The Auckland Regional Council was formed in 1989, replacing the Auckland Regional Authority. One of the mainstays of its work was expanding the parks network, and it brought into the Auckland Council 26 regional parks with more than 40,000 hectares, including many restored natural habitats and sanctuaries developed in co-operation with the Department of Conservation and volunteers. A variety of often public transport-focused projects like the Northern Busway as well as significant rail and public transport investments were realised through the Auckland Regional Transport Authority, much of it supported by retaining Ports of Auckland in public hands (after the deregulation of the Auckland Harbour Board) to fund the improvements with the dividends.

History

Royal Commission 
Until 2010, the Auckland Region had seven "City/District" authorities, plus one "Regional" authority. In the late 2000s, New Zealand's central government and parts of Auckland's society felt that this large number of Councils, and the lack of strong regional government (with the Auckland Regional Council only having limited powers) were hindering Auckland's progress, and that a form of stronger regional government, or an amalgamation under one local council, would be beneficial. Others pointed to the fact that a previous integration of the many much smaller Borough Councils did not bring the promised advantages either, and reduced local participation in politics, with editorialists pointing out that the (supposedly mainly Wellingtonian) proponents of the 'super city' have carefully not made any promises of savings in light of past rises in rates and utilities bills.

In 2007, the government set up a Royal Commission on Auckland Governance to report on what restructuring should be done. The report was released on 27 March 2009 and the government subsequently announced that a "super city" would be set up to include the full metropolitan area under an Auckland Council with a single mayor and 20–30 local boards, by the time of the local body elections in 2010, though it also changed some key recommendations of the Royal Commission.

Unimplemented recommendations
Some recommendations of the Royal Commission which have not been adopted or implemented:
 6A The Auckland Council should include a vision for the region in its spatial plan.
 6B The Mayor of Auckland's annual "State of the Region" address should describe progress towards the attainment of the vision.
 19C: "Leadership support and development programmes for elected councillors should be strengthened."
 21D: Auckland Council CCOs and their statements of intent should be subject to performance review by the proposed Auckland Services Performance Auditor.
 21A 22A Two Māori members should be elected to the Auckland Council by voters who are on the parliamentary Māori Electoral Roll.

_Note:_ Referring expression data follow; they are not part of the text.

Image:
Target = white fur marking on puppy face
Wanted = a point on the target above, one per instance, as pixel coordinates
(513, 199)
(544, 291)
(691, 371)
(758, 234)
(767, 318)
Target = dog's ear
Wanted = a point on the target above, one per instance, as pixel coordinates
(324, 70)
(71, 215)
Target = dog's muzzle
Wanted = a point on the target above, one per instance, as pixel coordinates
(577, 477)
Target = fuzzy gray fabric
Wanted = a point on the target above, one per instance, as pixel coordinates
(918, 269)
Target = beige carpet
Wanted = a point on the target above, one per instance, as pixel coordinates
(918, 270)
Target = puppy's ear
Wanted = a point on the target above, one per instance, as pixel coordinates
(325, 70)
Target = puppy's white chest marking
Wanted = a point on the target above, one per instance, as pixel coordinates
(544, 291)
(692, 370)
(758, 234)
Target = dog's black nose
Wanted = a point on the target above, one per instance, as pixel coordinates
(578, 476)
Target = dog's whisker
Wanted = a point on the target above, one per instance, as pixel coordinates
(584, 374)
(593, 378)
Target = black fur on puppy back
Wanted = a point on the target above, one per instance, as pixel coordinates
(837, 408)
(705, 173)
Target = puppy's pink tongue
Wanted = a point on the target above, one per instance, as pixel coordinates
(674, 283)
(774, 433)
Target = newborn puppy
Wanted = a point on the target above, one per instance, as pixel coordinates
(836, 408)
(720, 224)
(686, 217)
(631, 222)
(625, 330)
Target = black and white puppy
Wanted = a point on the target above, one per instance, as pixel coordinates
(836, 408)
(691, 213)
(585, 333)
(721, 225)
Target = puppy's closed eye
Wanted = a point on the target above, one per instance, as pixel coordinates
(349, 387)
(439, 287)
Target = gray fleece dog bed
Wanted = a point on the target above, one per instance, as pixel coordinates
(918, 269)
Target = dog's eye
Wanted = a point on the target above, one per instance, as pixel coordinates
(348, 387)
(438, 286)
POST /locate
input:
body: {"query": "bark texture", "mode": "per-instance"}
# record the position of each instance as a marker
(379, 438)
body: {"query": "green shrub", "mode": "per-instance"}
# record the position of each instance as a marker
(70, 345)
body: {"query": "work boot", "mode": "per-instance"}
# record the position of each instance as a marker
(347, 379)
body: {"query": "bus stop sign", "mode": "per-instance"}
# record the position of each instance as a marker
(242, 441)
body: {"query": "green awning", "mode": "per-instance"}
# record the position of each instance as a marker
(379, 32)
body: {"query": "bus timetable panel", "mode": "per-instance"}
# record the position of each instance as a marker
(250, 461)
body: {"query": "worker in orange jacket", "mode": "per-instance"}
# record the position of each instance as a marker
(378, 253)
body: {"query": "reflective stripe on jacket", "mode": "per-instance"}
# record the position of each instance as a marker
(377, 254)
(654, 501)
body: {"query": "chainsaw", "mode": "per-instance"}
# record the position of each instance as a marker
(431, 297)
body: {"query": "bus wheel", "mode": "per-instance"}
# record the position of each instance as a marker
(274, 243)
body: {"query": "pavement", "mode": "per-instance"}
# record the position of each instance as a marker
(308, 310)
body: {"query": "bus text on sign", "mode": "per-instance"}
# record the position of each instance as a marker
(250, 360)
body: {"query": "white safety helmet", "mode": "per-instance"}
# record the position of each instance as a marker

 22B There should be a Mana Whenua Forum, the members of which will be appointed by mana whenua from the district of the Auckland Council.
 22D The Auckland Council should ensure that each local council has adequate structures in place to enable proper engagement with Māori and consideration of their views in the local councils' decision-making processes. Where appropriate, current structures and/or memoranda of understanding should be transferred to local councils.
 24F Auckland Council should consider creating an Urban Development Agency, to operate at the direction of the Auckland Council, with compulsory acquisition powers.
 The Auckland Council should determine the extent to which responsibilities for the delivery of stormwater services are shared between local councils and Watercare Services Limited.
 26I Watercare Services Limited should be required by legislation to promote demand management.
 26M Watercare Services Limited should be required to prepare a stormwater action plan.
 27D The Auckland Council should prepare an e-government strategy as an intrinsic part of its proposed unified service delivery and information systems plan.
 28A The Auckland Council should work closely with consumers, the industry, and central government agencies to develop a climate change and energy strategy for the region, including monitoring and reviewing electricity security of supply performance, and industry planning and regulation impacting the Auckland region.
 30A The Auckland Council should develop a Regional Waste Management Strategy, including strategies for management of organic waste and integration of waste management with other environmental programmes.
 32F To promote the widespread adoption of the unified service delivery framework the Auckland Council should
a) give Auckland Council CCOs providing council services the opportunity to share the unified service facilities if they wish.
b) require Auckland Council CCOs providing council services to adopt the council's ICT infrastructure standards.
 32G A statutory position of an independent Auckland Services Performance Auditor (to be appointed by the elected Auckland Council on the joint recommendation of the Chair of the Commerce Commission and the Auditor-General) should be created to provide assurance to the council and the public that the Auckland Council is providing high-quality services in a cost-effective way. The role of the Performance Auditor will include
a) reviewing the adequacy and relevance of CCO performance targets.
b) protecting the consumer's interests and advocating for them in respect of the reliability and affordability of council services. This will include reviewing services in terms of established customer service standards.
c) in the case of Watercare Services Limited, undertaking three-yearly efficiency and effectiveness reviews, incorporating international comparative industry benchmarking and an evaluation of service levels, efficiency, affordability of water, and demand management performance.

Legislation
The council was set up by three pieces of legislation, the Local Government (Tamaki Makaurau Reorganisation) Act 2009, the Local Government (Auckland Council) Act 2009 and the Local Government (Auckland Transitional Provisions) Act 2010.

Structure

Mayor

The mayor has significant executive powers, their own staff and the ability to appoint the chairpersons of the council's committees. Some columnists stated in 2010 that the post was the second most powerful public position in New Zealand after the prime minister. However, when the Minister for the Rugby World Cup, Murray McCully, took control of the Rugby World Cup fan area on the Auckland waterfront in 2011 without first notifying mayor Len Brown, columnist John Armstrong declared the myth finished.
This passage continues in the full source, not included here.